I admit I have bouts of sentiment for the printed page. In general, however, I allow my head to rule my heart in thse matters. The China Mieville quote I posted a few days ago persuades me that we don’t really need to fetishize print.
However, I think that two commentaries on this news from two of my favourite bloggers miss something in their enthusiasm for this transition.
First, Andrew Sullivan (whose blog is hosted by The Daily Beast, Newsweek‘s online presence) welcomes the move, but deploys some elitist reasoning:
And as I ramble down the aisle of Amtrak’s Acela, I see so many reading from tablets or laptops, with the few newspapers and physical magazines seeming almost quaint, like some giant brick of a mobile phone from the 1980s. Almost no one under 30 is reading them. One day, we’ll see movies with people reading magazines and newspapers on paper and chuckle.
… And the tablet is so obviously a more varied, portable, simple vehicle to deliver a group of writers tied together in one actual place, which cannot be disaggregated, than paper, print and staples.
The problem is that not everyone has access to an iPad or one of its rivals. An electronic tablet is a large up-front cost that not everyone can afford. And I bet that there is a correlation between people who do not have the spare cash for an iPad, and those doing the manufacturing or service jobs that do not entail sitting in front of an internet-enabled computer. Someone like me will always be connected to the news and to writers, whether I am at work, at home, in a ‘third space’, or travelling. But that is not true of everyone. For them, being able to purchase the news in print is still essential if they want to play a part in civic society. How does the Newsweek decision or the inevitable Guardian migration help them? If the only print product that remain on the newsstands are the tabloids, we may lose something from our democracy, as the struggling sections of society find themselves on the wrong side of a digtial wall.

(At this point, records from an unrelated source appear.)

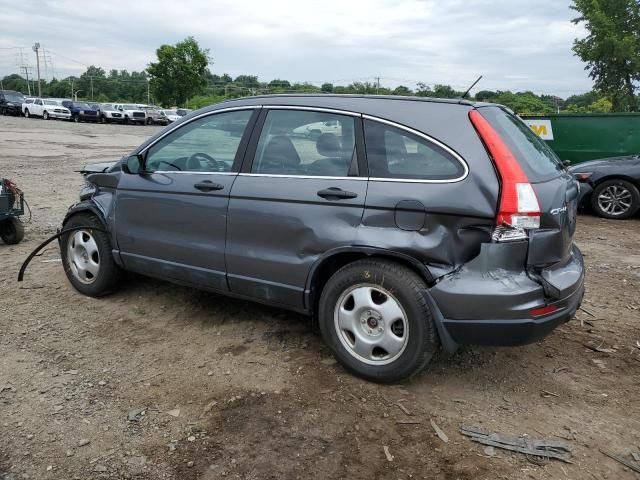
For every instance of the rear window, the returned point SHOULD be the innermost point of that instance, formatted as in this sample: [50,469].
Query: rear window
[537,160]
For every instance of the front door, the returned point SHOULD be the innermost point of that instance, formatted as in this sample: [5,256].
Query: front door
[171,217]
[299,196]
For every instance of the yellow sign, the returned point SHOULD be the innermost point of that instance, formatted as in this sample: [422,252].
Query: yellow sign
[542,128]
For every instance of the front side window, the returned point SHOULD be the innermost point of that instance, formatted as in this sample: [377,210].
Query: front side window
[208,144]
[396,153]
[296,142]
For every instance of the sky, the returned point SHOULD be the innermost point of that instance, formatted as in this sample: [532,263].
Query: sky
[515,44]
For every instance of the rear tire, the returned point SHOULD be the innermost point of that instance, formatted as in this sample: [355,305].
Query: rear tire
[87,258]
[11,231]
[374,317]
[615,199]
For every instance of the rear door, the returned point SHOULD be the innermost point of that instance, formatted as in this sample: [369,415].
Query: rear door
[555,187]
[299,195]
[171,218]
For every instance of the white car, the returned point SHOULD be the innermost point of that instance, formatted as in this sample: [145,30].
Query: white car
[314,130]
[171,115]
[107,113]
[46,108]
[132,113]
[27,101]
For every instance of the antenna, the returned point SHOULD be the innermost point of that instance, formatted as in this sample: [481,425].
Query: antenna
[473,85]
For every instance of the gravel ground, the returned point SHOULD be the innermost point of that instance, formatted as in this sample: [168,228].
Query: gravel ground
[160,381]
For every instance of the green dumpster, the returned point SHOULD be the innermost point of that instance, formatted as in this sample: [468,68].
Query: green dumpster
[582,137]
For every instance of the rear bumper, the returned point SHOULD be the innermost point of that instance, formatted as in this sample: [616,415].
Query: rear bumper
[488,302]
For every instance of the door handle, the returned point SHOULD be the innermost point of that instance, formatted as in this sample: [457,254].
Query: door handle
[208,185]
[335,193]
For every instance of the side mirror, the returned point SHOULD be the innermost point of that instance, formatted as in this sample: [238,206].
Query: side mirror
[134,164]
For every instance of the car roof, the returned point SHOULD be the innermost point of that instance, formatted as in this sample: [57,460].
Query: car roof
[319,98]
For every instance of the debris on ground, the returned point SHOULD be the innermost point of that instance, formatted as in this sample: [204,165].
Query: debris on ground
[136,414]
[403,408]
[529,446]
[631,465]
[441,435]
[174,413]
[387,453]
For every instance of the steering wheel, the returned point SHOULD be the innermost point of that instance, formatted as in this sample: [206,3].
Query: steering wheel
[169,163]
[193,163]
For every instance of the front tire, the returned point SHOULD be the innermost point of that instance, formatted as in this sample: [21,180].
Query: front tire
[87,258]
[615,199]
[11,231]
[374,317]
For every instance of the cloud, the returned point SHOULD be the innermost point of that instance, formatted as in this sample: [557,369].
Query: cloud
[515,44]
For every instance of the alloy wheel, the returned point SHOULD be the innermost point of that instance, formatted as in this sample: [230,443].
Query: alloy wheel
[615,200]
[83,256]
[371,324]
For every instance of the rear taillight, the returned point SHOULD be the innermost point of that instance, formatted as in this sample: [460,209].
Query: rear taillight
[519,209]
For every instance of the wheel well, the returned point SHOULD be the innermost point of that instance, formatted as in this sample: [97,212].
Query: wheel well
[632,181]
[331,265]
[86,211]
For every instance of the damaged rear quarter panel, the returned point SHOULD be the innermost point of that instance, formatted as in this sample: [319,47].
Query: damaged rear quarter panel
[451,220]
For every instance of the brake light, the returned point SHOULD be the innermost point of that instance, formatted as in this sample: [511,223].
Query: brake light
[518,207]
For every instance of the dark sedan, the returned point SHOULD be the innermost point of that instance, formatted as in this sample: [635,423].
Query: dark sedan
[610,186]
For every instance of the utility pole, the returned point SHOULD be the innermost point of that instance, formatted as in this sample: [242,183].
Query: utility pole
[36,47]
[25,69]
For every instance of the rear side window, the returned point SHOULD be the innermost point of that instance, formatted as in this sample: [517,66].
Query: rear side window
[396,153]
[305,143]
[535,157]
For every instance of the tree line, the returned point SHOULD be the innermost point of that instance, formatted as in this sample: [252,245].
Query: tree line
[181,75]
[123,86]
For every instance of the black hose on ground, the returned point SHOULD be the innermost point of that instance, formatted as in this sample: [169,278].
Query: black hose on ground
[48,241]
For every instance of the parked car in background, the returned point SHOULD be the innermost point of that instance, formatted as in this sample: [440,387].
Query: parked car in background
[81,111]
[314,130]
[47,109]
[610,186]
[170,115]
[27,101]
[107,113]
[423,222]
[132,113]
[154,116]
[11,102]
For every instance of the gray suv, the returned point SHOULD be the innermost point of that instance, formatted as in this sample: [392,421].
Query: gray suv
[412,224]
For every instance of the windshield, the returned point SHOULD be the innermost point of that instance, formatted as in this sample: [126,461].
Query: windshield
[537,159]
[13,97]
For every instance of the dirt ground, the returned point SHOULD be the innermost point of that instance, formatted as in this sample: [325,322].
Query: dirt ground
[220,388]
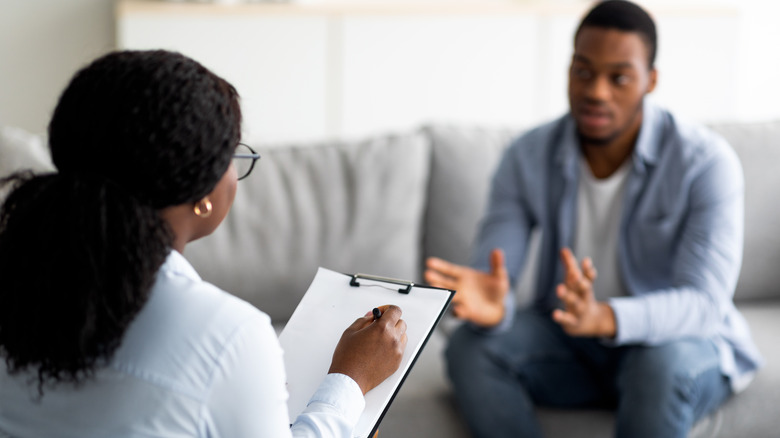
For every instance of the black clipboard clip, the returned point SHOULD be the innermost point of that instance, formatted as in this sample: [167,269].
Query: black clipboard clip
[354,283]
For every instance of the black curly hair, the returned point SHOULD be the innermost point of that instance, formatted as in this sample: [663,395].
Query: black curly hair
[134,132]
[624,16]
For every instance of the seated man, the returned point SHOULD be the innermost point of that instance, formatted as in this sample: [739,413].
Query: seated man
[657,207]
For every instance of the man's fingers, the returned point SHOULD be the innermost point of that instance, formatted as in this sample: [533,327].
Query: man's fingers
[571,300]
[564,318]
[443,267]
[434,278]
[570,266]
[497,262]
[588,269]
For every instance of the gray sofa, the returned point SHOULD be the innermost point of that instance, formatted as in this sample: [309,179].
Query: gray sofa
[384,204]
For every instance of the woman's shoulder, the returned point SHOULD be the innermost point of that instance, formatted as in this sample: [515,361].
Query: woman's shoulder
[185,328]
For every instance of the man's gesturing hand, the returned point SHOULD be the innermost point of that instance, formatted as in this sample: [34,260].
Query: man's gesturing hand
[480,295]
[582,315]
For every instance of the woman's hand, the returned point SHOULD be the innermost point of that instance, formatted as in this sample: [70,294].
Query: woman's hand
[370,350]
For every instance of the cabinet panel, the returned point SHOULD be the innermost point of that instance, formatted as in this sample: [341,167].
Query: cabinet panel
[279,64]
[399,71]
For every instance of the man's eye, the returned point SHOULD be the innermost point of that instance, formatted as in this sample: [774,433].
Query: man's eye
[621,79]
[582,73]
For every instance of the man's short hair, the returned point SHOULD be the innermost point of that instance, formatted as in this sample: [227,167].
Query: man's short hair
[627,17]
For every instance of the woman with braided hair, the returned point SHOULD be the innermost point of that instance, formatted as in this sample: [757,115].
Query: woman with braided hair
[105,328]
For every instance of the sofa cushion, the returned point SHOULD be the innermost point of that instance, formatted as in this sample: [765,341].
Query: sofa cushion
[457,198]
[756,145]
[21,150]
[349,206]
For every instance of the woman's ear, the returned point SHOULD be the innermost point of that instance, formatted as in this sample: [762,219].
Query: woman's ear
[203,208]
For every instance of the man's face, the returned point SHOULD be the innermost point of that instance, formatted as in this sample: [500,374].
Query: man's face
[608,79]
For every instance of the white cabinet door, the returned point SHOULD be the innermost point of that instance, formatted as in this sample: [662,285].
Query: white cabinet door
[278,64]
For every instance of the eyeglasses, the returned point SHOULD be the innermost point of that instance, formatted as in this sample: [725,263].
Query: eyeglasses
[244,160]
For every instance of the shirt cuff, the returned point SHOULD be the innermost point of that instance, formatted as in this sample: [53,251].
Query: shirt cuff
[341,393]
[631,319]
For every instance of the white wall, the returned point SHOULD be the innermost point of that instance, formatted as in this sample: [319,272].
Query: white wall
[42,43]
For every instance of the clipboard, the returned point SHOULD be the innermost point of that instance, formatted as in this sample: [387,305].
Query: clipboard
[333,302]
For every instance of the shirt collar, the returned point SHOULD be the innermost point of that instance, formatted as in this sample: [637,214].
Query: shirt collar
[177,264]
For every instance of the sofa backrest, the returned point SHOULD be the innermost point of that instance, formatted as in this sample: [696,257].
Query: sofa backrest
[463,160]
[382,205]
[353,207]
[758,148]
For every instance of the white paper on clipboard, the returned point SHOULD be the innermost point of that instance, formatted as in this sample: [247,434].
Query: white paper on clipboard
[329,306]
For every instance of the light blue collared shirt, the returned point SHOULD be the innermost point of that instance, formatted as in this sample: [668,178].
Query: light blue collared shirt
[680,238]
[195,362]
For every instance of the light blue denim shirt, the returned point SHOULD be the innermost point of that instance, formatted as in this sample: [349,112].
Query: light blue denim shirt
[680,239]
[195,362]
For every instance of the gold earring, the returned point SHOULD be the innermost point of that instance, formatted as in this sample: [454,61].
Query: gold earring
[203,208]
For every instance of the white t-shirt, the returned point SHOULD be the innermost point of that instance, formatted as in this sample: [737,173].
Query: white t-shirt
[196,362]
[599,212]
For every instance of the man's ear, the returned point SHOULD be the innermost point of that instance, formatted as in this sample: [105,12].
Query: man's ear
[652,80]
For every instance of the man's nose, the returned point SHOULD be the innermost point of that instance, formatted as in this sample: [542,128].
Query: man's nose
[599,89]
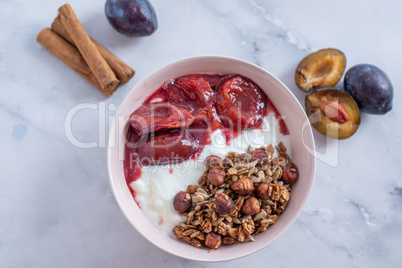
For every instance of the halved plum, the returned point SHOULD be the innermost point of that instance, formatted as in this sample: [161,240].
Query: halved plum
[153,117]
[333,113]
[167,148]
[240,103]
[320,69]
[191,92]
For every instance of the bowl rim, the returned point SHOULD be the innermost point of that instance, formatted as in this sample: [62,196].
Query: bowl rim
[112,134]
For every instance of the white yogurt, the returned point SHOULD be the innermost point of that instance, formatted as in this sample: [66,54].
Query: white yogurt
[158,185]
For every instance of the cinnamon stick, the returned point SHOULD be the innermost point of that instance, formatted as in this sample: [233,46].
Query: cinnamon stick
[99,67]
[68,54]
[123,72]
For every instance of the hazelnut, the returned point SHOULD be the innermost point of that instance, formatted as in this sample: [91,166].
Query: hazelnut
[216,177]
[262,191]
[251,206]
[223,204]
[290,173]
[213,240]
[182,202]
[213,161]
[260,155]
[243,186]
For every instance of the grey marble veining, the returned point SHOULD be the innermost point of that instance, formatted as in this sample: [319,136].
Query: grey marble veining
[56,206]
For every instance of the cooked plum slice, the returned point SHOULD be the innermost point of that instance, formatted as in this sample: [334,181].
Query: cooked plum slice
[167,148]
[320,69]
[333,113]
[370,87]
[206,121]
[240,103]
[190,92]
[153,117]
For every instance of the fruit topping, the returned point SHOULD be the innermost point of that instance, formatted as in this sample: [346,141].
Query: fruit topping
[320,69]
[333,113]
[191,92]
[370,87]
[290,173]
[240,103]
[182,202]
[166,148]
[159,116]
[133,18]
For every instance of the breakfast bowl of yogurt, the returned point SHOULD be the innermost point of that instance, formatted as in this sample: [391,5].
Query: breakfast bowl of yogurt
[211,158]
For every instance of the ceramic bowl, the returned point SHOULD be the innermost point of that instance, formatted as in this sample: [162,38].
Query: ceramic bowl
[302,143]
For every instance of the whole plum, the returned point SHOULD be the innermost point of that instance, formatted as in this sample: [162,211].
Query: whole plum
[133,18]
[370,87]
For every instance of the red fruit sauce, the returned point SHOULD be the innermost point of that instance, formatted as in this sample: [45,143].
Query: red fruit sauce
[196,106]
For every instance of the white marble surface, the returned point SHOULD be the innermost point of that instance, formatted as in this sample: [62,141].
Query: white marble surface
[56,206]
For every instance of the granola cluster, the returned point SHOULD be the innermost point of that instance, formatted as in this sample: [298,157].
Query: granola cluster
[238,203]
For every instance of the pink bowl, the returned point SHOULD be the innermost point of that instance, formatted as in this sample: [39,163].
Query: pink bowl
[302,143]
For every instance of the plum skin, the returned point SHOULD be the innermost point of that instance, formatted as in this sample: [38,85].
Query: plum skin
[133,18]
[370,87]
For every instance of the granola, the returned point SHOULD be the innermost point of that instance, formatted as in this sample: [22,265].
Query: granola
[235,213]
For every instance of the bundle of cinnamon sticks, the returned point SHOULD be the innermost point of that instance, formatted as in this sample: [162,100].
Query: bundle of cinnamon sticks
[68,41]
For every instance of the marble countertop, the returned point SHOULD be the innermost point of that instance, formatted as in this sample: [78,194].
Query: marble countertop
[56,205]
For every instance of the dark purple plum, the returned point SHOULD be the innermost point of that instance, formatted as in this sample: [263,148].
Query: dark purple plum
[133,18]
[370,87]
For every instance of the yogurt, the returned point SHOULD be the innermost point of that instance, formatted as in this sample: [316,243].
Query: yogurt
[157,186]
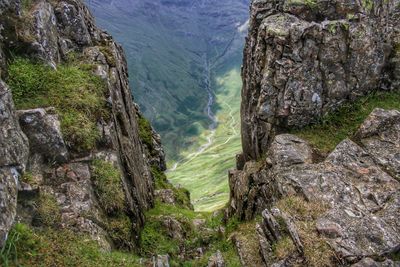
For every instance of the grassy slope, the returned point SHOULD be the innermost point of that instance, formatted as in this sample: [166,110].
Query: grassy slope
[205,175]
[342,124]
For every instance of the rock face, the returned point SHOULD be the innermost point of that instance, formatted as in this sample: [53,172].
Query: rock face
[303,59]
[13,159]
[357,183]
[52,31]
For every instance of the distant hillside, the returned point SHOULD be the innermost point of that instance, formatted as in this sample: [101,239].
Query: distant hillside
[168,45]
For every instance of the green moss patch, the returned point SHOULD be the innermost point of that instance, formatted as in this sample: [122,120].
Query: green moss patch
[146,133]
[108,186]
[76,93]
[47,210]
[343,123]
[47,247]
[182,195]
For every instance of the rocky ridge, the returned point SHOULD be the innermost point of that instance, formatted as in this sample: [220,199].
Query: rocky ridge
[303,59]
[349,198]
[37,161]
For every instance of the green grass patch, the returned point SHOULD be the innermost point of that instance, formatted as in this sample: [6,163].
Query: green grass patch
[76,93]
[49,247]
[47,210]
[119,228]
[343,123]
[146,133]
[182,195]
[154,240]
[205,174]
[108,186]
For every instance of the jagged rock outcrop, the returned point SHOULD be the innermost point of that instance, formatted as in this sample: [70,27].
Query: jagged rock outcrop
[13,159]
[355,190]
[216,260]
[52,32]
[303,59]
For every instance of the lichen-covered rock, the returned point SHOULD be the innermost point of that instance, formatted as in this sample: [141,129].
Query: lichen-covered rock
[13,142]
[43,131]
[357,183]
[380,137]
[59,32]
[216,260]
[13,159]
[161,261]
[303,59]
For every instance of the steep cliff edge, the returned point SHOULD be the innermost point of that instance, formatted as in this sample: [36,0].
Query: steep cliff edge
[77,150]
[331,65]
[303,59]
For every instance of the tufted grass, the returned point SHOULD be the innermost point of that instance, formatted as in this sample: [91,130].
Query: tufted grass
[77,95]
[342,124]
[57,247]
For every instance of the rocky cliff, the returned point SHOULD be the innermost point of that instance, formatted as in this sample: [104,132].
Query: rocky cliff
[305,58]
[304,62]
[75,157]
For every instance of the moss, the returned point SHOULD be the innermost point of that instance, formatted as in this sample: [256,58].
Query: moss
[108,187]
[28,178]
[283,248]
[47,210]
[119,228]
[182,195]
[154,240]
[316,250]
[342,124]
[57,247]
[146,134]
[109,55]
[77,95]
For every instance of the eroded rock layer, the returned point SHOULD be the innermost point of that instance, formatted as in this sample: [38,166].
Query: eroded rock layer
[31,142]
[303,59]
[351,198]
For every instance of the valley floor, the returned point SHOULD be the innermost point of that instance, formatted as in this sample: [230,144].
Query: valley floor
[204,171]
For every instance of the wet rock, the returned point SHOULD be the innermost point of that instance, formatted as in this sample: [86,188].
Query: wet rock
[44,134]
[216,260]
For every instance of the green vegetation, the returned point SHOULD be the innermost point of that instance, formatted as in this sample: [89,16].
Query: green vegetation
[316,250]
[73,90]
[146,133]
[59,247]
[110,193]
[283,248]
[343,123]
[205,173]
[155,238]
[47,210]
[108,186]
[182,195]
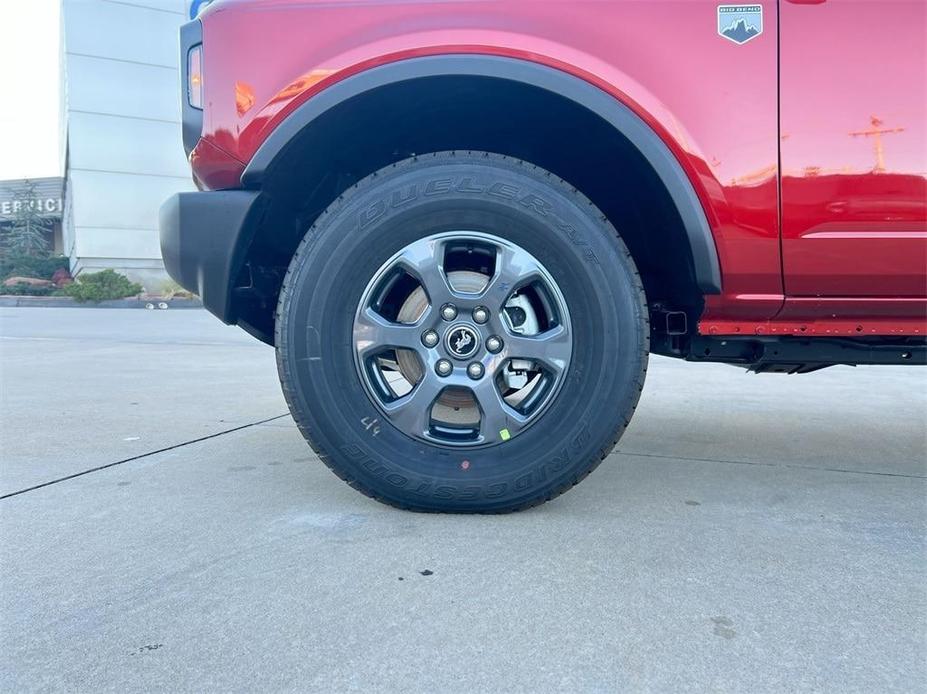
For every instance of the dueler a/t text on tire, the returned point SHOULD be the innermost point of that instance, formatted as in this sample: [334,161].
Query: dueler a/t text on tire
[462,332]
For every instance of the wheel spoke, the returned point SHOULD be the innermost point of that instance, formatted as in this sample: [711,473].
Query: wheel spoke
[498,420]
[552,347]
[425,261]
[412,412]
[514,268]
[374,332]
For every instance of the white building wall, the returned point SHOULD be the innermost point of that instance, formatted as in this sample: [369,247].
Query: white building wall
[124,155]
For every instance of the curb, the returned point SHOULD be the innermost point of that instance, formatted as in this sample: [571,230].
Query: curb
[68,302]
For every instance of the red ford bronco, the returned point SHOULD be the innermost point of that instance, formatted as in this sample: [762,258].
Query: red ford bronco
[465,225]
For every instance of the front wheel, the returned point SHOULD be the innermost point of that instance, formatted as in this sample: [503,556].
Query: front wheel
[462,332]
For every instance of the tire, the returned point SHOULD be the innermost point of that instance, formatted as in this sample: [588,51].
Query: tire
[592,277]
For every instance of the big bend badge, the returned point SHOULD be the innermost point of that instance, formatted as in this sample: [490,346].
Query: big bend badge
[740,23]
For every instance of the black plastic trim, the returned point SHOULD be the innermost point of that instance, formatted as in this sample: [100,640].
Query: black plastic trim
[203,241]
[701,241]
[191,34]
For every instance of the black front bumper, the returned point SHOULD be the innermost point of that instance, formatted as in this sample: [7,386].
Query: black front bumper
[204,238]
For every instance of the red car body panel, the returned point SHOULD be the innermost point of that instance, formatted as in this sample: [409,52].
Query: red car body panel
[713,102]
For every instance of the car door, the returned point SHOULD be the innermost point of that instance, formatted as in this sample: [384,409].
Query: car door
[853,91]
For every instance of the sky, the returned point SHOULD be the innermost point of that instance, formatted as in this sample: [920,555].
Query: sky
[29,89]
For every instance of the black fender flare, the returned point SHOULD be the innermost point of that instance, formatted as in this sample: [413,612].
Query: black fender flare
[654,150]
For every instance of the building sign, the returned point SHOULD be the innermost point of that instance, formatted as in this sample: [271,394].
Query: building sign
[46,200]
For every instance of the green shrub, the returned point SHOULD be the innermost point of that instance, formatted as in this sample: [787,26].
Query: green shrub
[22,265]
[101,286]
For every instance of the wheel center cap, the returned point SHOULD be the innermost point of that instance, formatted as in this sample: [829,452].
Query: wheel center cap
[461,341]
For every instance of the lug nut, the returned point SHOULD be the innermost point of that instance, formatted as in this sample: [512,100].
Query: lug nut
[475,371]
[430,338]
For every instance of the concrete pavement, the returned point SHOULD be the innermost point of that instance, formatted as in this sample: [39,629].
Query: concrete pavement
[751,533]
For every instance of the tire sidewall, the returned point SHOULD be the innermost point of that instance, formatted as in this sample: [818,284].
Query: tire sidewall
[490,194]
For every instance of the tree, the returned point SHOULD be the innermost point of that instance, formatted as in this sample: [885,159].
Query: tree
[28,232]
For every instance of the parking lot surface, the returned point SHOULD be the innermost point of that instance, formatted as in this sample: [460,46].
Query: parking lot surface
[165,527]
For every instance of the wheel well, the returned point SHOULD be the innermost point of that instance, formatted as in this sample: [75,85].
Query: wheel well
[392,122]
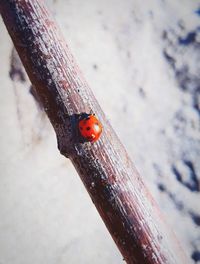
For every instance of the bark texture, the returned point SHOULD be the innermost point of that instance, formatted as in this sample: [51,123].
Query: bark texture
[114,185]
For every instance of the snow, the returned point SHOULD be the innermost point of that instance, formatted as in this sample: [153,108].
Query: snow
[141,59]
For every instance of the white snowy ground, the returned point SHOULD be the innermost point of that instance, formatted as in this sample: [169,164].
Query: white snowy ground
[142,60]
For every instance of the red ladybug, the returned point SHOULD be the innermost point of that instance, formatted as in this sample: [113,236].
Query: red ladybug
[90,128]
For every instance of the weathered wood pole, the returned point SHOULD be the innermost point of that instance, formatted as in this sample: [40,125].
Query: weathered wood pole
[115,187]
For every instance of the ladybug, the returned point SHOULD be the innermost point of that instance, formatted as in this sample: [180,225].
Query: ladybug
[89,127]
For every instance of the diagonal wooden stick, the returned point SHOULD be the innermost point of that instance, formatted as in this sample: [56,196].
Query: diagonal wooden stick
[115,187]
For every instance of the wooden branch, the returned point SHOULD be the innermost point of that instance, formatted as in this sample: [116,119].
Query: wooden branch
[115,187]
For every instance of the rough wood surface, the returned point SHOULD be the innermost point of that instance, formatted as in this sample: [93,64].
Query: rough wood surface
[115,187]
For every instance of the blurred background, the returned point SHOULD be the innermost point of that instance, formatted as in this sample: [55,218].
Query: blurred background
[142,61]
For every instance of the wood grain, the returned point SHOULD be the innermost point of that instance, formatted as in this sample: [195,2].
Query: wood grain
[114,185]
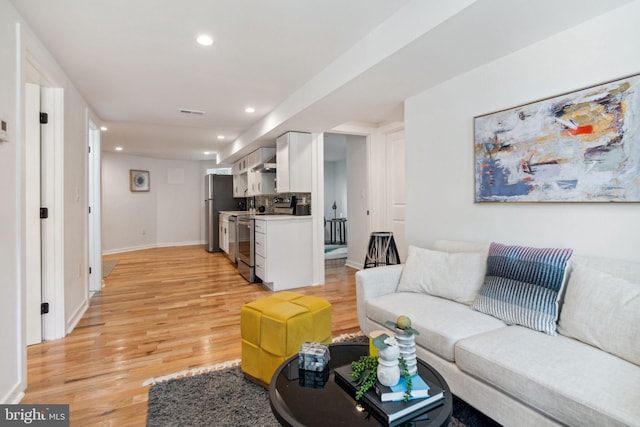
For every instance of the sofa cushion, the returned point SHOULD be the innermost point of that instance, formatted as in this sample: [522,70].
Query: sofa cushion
[455,276]
[523,284]
[441,322]
[604,311]
[572,382]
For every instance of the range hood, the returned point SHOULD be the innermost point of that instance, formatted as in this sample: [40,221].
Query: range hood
[266,167]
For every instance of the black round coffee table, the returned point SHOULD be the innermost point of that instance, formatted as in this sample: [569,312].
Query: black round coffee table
[317,401]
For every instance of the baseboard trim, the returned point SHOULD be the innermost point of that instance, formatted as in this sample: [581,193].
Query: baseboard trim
[151,246]
[351,263]
[77,316]
[15,395]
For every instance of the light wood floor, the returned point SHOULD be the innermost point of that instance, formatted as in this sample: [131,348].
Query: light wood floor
[162,311]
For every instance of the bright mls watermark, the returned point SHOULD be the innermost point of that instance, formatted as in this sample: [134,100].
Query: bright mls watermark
[34,415]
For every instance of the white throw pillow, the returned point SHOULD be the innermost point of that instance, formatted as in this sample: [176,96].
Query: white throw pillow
[455,276]
[604,311]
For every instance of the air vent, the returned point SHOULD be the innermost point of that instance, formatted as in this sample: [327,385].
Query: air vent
[187,111]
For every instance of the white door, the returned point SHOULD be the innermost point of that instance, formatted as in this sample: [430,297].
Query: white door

Elsewhere, Jason Kottke points out that much of the content people access is through feeds: Twitter and Facebook, usually.
Now, you may follow Daily Dish or Krugman on Twitter but that’s not quite the same as reading the sites; you’re not getting the whole post/article on Twitter, Krugman items are intermingled & fighting for attention with tweets from @horse_ebooks & Lady Gaga, and if you unfollowed Krugman altogether, you’ll find when he writes something especially good, someone else in your Twitter stream will point you to it pretty quickly. That is, Twitter or Facebook will provide you with the essential Krugman without you having to pay any attention to Krugman at all.
What that means is what blogs and the web are doing to newspapers and magazines, so might Facebook & Twitter do to blogs.
The peril here is the problem of filtering. Our social media streams tend to be filled with like-minded people, which means the ‘especially good’ content that we are likely to see will have passed through a filter of sorts – the filter of people with whom we agree! One service that magazines and editors are particularly good at is finding dissident voices and contrarian opinions, which challenge our prejudices and assumptions. As the ‘bundle’ unravels, it is unlikely that social media will be up to the task of presenting us with that kind of content. Again, this would be bad news for civic society.
As we move into this brave new era, age it is important that we ensure that everyone has access to digital content, and that we do not let the technology filter out the dissenting voices that every good democracy needs to hear.